Thursday, 22 May 2014

Musee de l"Armee, Paris

Not to shorten the brief time my wife and I would have to explore London and Paris and not to bore the wife with endless staring at old clothing and armor, I dedicated only one military museum per city.  For Paris it had to be the Musee de l'Armee (the Army Museum) located in the Hotel des Invalides situated conveniently near-ish the numerous other tourist locales.

the Invalides

The entrance.  One of the beautiful buildings of Paris.  I am certainly old school and do not think the steel and glass structures of today compare.

the courtyard

Displays of full size mounted cavalry.  Note the length of the room!

One of the countless collection of interesting militaria.  These are Napoleonic shako badges

An actual British Napoleonic era "stovepipe" shako.  This particular piece of headgear seems to be most poorly represented by many figure designers. Now we have a better idea with an original.

I had to add this photo, as looking at these bearskin metal front plates, the wife asked "What's with the 'tiaras'?  With a smile, she quickly added, "Yeah, yeah, I know, bearskin plates" (the French only descriptions would not help her cheat in this regard!)  Then almost to herself, "How the 'bleep' do I know that?"  giving me a scornful look.

While we lingered at the early periods and the Napoleonic eras, the museum has extensive other sections.  While the layout of the museum is not particularly easy to discover and the museum signage is not well conceived (except to mark the way out!) other rooms had other nations and eras. 
Russian dress uniforms c.1900

British c.mid 19th Century

I am studying the extensive Medieval and Renaissance armor collections. In another hallway there is a window through which you can view masses of miscellaneous armor parts piled apparently haphazardly upon wooden shelves.  It would make any 14th century duke shake in envy!

The World Wars were particularly well displayed which we toured through and of more interest with the wife as it seems more 'current' than the "old shit" I like.  Both of us would have liked to spend more time but having closing near and having spent six hours already (!) we were near the last to leave.  I missed the gift shop as it closed early but it did not seem all that impressive; the usual poor souvenir items, behind the glass.
Nevertheless, a remarkable collection for the military buff;  now off the wargamer in me 'bucket list'.


  1. Musee de l'Armee, one of my favorite military museums. I spent two days plodding about that place in 2001.

    1. Oh, we could have spent much more time than we did.
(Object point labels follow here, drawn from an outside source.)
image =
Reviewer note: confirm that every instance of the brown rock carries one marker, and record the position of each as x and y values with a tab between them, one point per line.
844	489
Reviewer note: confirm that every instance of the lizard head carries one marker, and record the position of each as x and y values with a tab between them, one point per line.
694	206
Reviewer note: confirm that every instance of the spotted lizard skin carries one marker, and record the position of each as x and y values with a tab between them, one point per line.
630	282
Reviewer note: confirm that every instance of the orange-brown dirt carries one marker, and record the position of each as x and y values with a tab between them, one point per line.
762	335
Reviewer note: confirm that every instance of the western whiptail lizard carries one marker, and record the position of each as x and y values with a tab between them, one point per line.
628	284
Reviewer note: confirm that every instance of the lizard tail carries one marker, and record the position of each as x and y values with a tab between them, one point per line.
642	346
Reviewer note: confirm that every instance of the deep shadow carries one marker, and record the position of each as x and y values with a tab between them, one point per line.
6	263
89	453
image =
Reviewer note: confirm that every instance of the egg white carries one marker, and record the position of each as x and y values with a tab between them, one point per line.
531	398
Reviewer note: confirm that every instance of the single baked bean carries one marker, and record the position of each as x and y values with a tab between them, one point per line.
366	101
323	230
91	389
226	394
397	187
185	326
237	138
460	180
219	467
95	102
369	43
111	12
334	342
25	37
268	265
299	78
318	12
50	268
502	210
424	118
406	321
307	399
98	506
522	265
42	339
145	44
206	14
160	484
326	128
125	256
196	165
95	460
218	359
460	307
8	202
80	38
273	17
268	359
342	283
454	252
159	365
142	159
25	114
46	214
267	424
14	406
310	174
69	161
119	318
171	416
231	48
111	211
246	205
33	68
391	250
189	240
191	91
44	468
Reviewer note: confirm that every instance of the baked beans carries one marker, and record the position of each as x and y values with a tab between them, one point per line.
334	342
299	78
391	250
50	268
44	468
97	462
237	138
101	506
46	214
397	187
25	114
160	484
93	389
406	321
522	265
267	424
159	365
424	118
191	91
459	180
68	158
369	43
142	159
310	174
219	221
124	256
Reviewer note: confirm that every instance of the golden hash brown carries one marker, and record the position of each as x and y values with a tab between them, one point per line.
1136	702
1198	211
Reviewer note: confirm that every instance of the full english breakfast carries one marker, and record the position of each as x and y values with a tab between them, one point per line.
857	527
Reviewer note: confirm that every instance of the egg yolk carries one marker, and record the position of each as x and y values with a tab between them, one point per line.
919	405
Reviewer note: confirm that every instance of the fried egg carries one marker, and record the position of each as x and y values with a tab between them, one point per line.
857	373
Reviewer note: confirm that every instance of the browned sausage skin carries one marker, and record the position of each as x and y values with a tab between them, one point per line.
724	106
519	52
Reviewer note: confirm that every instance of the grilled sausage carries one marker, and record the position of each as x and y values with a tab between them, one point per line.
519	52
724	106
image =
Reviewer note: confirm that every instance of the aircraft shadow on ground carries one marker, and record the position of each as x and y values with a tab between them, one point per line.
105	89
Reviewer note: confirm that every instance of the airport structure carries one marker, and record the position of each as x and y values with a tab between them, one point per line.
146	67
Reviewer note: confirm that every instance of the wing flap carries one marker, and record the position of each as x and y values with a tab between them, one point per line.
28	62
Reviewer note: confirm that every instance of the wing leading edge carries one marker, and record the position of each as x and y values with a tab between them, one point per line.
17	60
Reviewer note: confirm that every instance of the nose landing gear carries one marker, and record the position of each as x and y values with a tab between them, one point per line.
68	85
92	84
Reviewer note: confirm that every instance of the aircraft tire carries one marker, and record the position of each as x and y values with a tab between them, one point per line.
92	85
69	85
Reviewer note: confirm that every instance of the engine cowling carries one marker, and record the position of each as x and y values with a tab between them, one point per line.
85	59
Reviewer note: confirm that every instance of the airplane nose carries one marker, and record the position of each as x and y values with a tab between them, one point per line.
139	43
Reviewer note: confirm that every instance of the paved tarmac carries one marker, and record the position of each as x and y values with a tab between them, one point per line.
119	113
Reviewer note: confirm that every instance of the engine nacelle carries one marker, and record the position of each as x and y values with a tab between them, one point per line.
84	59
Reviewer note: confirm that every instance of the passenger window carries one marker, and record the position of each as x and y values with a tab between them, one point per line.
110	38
However, while she enjoyed the 'extra' commentary from me to supplement the often only French descriptions offered, especially for her the World Wars era, she did wonder why my continued interest "as i know it already"
      Women just don't understand our hobby. >grin<

  2. I love this museum...and I am French, easier for me to spend a day or two there...great looking pictures!

    1. Flying almost half way around the world does put a damper upon the museum visitation. You are very lucky to have such a national treasure so near.
      Merci for the note.

  3. Hi Doug,
    Just a note to say I really enjoy your blog and have nominated you for a Liebster Award. Well done and keep blogging

    1. While I do really write this in order to record my wargaming deeds having little faith that my hard drive will continue function thus losing all my photos, etc.; I do write it so that should someone stumble upon it, or more for myself years later, should find it somewhat interesting.
      I will continue until they pry the paintbrush from my cold, gray hands :-))
      thanks for the note, Jonathan.